Somewhere deep in a cellar I still have my C64 - still working, I think. Don't know whether the Datasette is still there, but I'm reasonably sure, as far as the 1541 is concerned. At least it was when I laid it to rest in favour of an Atari ST some 20
years ago.
I also still have the said ST - to be precise, a Mega ST 4 - complete with its monochrome monitor and the Megafile 30 (and of course the "blitter"). Oh my god, that was a lot of disk space at the time. Never filled it. (Actually I find it a little disturbing that for every new computer the RAM is roughly as big as the harddisk of its predecessor was...) Anyway, what I loved most about the 4 MB of memory in the ST was that some games would come up with a message at start-up, saying something like "Wow! I found lots of extra memory." and used better graphics or whatever.
I think the whole thing should still be working.
Next came the first Mac (and first laptop as well), a Powerbook 150. Neat little thing, and comparably cheap. Had its drawbacks as well, though, one of them being the four-greyscales-monitor. And due to some bug ClarisWorks could not display one of the two intermittent shades of grey.
But that didn't matter much, as the computer was mainly a working horse for my wife. She was writing her PhD-thesis at the time. And
Textures was an awesome tool for that, and ran beautifully on the machine. Its end came when one day the harddisk broke.
Which actually disqualifies it as an entry in this thread.

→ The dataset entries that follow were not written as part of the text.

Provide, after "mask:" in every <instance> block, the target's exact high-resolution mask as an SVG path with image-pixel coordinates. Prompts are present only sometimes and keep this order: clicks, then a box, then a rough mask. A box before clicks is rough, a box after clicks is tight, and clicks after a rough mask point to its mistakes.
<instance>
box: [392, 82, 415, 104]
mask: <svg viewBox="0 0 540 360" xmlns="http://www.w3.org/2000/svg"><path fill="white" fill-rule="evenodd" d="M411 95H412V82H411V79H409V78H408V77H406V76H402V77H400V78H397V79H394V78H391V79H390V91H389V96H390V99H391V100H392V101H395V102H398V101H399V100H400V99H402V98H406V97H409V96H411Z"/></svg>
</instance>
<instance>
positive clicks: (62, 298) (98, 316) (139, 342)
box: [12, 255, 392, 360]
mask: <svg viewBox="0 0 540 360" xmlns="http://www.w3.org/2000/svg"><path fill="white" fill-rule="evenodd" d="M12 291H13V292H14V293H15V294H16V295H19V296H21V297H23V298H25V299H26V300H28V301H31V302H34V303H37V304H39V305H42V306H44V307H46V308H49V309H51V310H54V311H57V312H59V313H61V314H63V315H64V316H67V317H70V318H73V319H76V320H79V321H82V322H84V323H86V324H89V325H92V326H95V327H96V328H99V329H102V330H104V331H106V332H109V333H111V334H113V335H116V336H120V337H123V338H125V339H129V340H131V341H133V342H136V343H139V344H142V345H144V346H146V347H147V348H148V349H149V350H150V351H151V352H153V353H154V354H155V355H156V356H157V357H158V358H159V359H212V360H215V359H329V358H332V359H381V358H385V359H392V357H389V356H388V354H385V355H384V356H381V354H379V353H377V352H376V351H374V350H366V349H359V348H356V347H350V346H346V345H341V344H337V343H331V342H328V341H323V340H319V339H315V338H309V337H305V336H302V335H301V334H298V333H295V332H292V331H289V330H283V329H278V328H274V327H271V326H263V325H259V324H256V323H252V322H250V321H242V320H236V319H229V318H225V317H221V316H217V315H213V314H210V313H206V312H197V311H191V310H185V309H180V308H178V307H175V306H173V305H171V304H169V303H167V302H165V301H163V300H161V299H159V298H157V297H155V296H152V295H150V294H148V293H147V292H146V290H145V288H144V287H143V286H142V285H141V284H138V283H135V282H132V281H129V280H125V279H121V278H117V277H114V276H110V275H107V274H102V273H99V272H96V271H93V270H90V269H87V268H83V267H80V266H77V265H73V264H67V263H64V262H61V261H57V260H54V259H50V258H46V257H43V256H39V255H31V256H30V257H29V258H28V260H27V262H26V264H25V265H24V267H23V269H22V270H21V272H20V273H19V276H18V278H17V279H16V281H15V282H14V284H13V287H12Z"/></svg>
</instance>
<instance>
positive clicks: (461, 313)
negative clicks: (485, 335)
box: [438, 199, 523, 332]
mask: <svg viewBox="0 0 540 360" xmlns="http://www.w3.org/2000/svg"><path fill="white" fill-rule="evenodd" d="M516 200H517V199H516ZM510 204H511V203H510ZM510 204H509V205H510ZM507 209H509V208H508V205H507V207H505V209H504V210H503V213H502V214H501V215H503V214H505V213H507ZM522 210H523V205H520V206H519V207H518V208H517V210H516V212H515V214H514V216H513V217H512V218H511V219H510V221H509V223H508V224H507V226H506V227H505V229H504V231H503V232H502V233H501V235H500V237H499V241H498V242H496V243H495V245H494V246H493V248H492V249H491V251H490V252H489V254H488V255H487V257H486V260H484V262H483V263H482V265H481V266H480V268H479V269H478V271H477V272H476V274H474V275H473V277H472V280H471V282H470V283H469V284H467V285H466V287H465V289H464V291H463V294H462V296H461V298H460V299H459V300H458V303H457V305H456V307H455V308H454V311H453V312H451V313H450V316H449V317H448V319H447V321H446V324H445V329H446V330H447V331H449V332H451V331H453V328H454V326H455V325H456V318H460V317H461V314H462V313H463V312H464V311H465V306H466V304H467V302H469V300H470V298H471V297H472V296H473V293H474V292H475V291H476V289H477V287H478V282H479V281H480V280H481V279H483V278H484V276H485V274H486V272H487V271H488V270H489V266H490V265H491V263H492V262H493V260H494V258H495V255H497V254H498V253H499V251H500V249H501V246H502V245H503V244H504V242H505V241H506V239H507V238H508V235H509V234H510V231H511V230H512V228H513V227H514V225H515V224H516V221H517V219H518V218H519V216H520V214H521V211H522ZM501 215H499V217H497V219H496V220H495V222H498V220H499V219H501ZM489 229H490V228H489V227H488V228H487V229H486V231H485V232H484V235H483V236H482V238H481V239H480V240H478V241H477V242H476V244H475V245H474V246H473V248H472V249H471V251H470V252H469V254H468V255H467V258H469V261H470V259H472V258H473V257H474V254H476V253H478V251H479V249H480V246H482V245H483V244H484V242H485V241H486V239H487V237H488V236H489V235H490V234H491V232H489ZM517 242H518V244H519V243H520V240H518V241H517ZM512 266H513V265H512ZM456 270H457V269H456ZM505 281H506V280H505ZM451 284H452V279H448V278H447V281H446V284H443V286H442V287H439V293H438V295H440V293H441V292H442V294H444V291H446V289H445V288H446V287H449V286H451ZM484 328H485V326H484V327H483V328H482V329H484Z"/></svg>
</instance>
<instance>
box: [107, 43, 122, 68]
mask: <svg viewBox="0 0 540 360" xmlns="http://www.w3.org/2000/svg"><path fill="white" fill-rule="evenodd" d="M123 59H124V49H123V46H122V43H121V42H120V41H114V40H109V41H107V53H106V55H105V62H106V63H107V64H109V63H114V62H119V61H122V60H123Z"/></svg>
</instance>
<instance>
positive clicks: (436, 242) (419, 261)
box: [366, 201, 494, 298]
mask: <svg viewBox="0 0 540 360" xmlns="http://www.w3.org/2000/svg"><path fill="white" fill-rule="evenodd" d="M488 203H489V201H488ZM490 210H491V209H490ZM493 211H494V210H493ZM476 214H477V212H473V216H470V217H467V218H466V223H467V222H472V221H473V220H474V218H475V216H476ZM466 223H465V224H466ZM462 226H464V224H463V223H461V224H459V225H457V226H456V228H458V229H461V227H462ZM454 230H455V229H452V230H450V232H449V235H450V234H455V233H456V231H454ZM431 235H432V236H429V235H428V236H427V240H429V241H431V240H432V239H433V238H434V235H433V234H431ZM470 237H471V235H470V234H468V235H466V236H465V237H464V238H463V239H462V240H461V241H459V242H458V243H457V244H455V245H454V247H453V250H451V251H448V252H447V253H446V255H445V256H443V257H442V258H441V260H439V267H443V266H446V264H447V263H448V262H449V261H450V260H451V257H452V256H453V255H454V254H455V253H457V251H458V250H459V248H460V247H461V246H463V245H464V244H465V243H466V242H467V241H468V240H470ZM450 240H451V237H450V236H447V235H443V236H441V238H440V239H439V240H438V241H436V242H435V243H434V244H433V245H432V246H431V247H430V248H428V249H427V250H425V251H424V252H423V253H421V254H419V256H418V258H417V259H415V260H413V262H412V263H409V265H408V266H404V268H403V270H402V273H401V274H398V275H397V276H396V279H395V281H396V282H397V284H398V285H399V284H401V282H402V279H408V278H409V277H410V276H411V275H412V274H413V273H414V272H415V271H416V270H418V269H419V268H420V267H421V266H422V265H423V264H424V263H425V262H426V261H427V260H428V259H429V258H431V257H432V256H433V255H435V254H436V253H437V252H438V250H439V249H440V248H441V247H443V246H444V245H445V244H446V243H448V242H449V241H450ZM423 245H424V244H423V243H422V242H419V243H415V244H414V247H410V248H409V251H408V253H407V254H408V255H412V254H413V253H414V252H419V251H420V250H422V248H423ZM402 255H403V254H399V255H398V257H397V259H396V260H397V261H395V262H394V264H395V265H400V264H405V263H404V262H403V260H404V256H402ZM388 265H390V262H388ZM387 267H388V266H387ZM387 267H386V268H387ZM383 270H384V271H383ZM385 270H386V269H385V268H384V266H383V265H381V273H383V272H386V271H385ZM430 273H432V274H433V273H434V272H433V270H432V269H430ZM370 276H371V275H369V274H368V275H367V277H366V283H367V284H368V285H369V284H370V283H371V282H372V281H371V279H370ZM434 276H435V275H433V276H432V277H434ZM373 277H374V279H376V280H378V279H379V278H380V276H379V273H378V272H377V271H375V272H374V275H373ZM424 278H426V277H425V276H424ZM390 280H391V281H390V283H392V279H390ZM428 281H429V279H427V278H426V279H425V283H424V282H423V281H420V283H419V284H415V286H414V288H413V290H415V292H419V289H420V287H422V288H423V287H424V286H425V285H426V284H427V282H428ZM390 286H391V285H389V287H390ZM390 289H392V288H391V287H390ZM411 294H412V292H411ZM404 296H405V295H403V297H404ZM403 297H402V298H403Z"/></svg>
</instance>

Then came the iBook. It was new, it was hot, it was
translucent (not just simply transparent!). I had to have one. When it was five years old I gave it an overhauling: maxxed out RAM (288 MB), bigger HD (necessities for the following), Panther. Quite a step from OS 8.6. But, big drawback:
Oolite wouldn't run on it. And, to be honest: Weren't we all tired of translucent at
some point? (Also the hull got some cracks with the time.) But apart from that, it is still working perfectly fine.
So much for my past loves (as far as computers are concerned).